あまりのショックで、立ち直れずに呆然としていたら、こんなに日にちが空いてしまいました。
これからは、新幹線で書くときは、ネットがつながるスマホで書こうと思います。
俺はそば吉のお気楽な挨拶を背中で無視して皿を洗い続ける。
「おい、聞こえてるのかよ」
そば吉が少し怒って聞いて来た。
するとガゼットさんが、すかさず
「ずーーと忙しくて休む暇もないんだ。ポテトンの仕事終わるまで待ってくれよ。何飲むんだい?」
「ああ、焼酎ロックで」
すでに飲んで来たのか顔が赤い。

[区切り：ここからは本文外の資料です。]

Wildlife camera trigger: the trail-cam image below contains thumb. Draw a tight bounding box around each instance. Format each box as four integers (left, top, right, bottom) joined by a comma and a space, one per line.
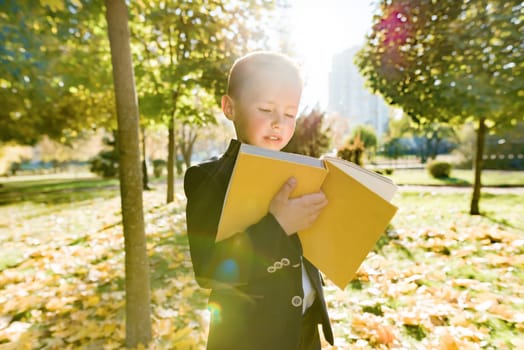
276, 177, 297, 200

頭の輪っかも桃色吐息。
10時近くになるとお客さんも居なくなる。
「イグルちゃん、上がって良いよ」
ガゼットさんが声をかけると
「お疲れ様でした!」
エプロンを外したイグルさんがすぐに白い羽根を広げて帰り支度をする。
「ポテトン、のれん仕舞っとけよ」
俺に命令して店を出ていく。
イグル姉さん、それ位やってくれても良いんじゃないですか?俺、まだ皿洗ってるんだし。
最後の皿を洗い終え、シンクを流してカウンターから出て、のれんを仕舞う。
そのままカウンターに座っている、そば吉の隣に座る。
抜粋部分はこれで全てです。